Я поворачиваю за угол, чтобы направиться непосредственно к своему дому, и снова останавливаюсь.
На пороге дома кто-то сидит.
Я подхожу ближе. Уже так темно, что я никак не могу разглядеть…
Ой, да это же мой папа. Я не сразу узнал его в бейсбольной кепке.
— Ты не против, если я погуляю вместе с тобой? — спрашивает он, когда я подхожу совсем близко.
Он поднимается, и мы идем мимо моего дома дальше по улице. Воздух приятный. Такое в Чикаго бывает не всегда. Обычно у нас после лета почти сразу начинается зима — лишь с очень коротенькой осенью между ними.
— Мы с твоей матерью когда-то частенько гуляли вместе, — рассказывает он. — После того как вы с Пэтти уехали учиться в колледж, а мы остались вдвоем. Она говорила, что такие прогулки меня успокаивают. Они изгоняли из меня всех демонов, которые вселялись за долгий рабочий день.
Ветер усиливается. Он приносит запах дождя. Папа крутит большое кольцо с ключами вокруг своего пальца.
— Я не хотел, чтобы ты стал полицейским, — признается он. — Ты это знал?
Нет, я не знал. Я полагал, что ничто не вселит в него столько гордости, как тот факт, что сын пошел по его стопам.
— А затем, — продолжает он, — когда ты принес присягу, я поклялся, что не буду вмешиваться в твою карьеру. Не буду дергать за веревочки, помогая тебе продвигаться вперед. Не буду тебя опекать. — Он кивает как бы самому себе и вздыхает. — Я подумал, что это лучший из подарков, которые я мог бы тебе сделать. Позволить тебе всего добиваться своими силами, чтобы ты осознавал, что я не расчищал перед тобой дорожку. Но мне все же следовало присматривать за тобой повнимательнее. Нужно было добиваться…
Я останавливаюсь и поворачиваюсь к нему. Отец смотрит прямо мне в глаза.
— Папа, я вовсе не коррумпированный полицейский, — уверяю я. — Я никогда не брал взяток — даже десяти центов. Я никого не «крышевал». Я никого не убивал.
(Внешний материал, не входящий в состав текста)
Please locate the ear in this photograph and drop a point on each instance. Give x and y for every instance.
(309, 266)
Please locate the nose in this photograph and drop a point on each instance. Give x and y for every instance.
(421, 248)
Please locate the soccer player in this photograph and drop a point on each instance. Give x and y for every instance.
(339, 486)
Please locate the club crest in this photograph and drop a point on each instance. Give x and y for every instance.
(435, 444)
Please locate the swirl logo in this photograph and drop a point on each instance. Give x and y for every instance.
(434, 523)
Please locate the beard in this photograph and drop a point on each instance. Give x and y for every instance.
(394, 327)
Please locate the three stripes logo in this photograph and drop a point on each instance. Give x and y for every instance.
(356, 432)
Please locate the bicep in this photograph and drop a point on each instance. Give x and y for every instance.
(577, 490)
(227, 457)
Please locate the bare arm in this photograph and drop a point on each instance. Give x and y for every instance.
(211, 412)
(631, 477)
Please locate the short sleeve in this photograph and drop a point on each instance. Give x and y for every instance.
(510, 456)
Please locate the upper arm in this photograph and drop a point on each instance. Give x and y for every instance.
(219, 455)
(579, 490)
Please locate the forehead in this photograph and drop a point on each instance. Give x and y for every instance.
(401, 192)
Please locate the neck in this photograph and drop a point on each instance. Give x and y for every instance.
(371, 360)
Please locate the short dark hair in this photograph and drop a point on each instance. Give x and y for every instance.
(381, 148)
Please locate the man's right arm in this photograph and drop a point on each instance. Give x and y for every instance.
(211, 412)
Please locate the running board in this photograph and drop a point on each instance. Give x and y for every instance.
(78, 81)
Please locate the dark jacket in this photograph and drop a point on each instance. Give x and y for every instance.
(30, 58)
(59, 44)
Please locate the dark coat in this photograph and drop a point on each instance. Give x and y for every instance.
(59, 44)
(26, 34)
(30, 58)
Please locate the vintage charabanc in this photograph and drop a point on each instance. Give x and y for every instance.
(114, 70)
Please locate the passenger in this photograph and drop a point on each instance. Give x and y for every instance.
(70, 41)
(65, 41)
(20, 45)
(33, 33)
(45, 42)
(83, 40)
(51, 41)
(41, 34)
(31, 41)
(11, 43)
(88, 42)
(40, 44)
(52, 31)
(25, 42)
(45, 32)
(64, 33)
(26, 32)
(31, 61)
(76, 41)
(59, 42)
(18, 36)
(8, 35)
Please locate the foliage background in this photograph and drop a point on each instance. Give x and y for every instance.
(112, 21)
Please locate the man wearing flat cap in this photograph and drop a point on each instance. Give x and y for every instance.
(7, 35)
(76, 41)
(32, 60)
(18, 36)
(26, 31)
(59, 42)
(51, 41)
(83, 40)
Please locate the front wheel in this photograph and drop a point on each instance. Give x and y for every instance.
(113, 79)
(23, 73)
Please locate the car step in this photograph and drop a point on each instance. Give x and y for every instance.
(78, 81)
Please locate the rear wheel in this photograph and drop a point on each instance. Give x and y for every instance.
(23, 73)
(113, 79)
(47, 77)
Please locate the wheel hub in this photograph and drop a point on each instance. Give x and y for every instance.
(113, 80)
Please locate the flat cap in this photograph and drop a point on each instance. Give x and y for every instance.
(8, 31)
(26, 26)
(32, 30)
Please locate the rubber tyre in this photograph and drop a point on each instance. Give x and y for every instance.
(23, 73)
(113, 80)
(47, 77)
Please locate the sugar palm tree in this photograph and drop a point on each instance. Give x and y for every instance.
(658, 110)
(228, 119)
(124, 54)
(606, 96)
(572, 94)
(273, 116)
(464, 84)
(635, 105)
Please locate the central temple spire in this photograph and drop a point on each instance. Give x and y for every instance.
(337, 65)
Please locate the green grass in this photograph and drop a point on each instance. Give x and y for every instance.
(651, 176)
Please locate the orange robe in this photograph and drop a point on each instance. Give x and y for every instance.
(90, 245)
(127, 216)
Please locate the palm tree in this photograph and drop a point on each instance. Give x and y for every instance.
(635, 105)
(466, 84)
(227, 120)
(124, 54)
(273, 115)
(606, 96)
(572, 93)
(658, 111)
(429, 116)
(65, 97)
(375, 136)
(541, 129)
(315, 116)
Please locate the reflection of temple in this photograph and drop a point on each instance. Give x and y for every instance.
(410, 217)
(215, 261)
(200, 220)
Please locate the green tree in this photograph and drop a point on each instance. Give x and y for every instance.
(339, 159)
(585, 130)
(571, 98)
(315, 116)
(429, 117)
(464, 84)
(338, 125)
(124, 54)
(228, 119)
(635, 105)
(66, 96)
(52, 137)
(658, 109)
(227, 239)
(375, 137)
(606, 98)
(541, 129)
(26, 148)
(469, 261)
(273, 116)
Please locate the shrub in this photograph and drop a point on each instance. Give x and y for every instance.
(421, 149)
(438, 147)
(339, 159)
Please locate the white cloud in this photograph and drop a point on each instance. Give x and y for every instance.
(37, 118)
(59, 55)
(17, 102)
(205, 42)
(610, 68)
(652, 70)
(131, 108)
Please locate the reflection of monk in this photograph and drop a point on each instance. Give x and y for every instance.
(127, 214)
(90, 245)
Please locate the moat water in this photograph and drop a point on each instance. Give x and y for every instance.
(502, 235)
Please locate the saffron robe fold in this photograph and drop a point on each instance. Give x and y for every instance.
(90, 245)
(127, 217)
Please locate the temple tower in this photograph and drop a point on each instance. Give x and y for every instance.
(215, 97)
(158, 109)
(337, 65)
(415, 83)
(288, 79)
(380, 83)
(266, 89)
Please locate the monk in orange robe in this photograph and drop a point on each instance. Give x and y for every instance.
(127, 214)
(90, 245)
Он смотрит на меня долгим одобряющим родительским взглядом.
— Я знаю, — говорит он.
— Нет, ты не знаешь. Ты на это надеешься. Потому что думаешь, если я — коррумпированный полицейский, то вина лежит на тебе, потому что не присматривал за мной.
Он ничего не отвечает. Он сжимает челюсти и прищуривается. Мне на мгновение кажется, что он сейчас не удержится и расплачется, хотя мой отец никогда себе такого не позволял. Однако сейчас эмоции рвутся на поверхность, как пузырьки воздуха в воде.
Я не могу себе отчетливо представить, каково это — видеть, как твой сын предстанет перед судом по обвинению в убийстве. Я могу лишь смутно догадываться. Могу предположить, что папа вспоминает обо всех играх Малой лиги, концертах на фортепиано и школьных пьесах, которые он пропустил, потому что был очень занят на работе и стремился к продвижению по службе. В те времена он вполне мог взять меня на руки и рассказать, как сильно меня любит, вместо того чтобы сдержанно кивнуть в знак одобрения или слегка похлопать по плечу.
Сейчас он играет в жестокую игру под названием «А что, если…». А что, если бы он проводил со мной больше времени? А что, если бы он внимательнее присматривался, как я работаю?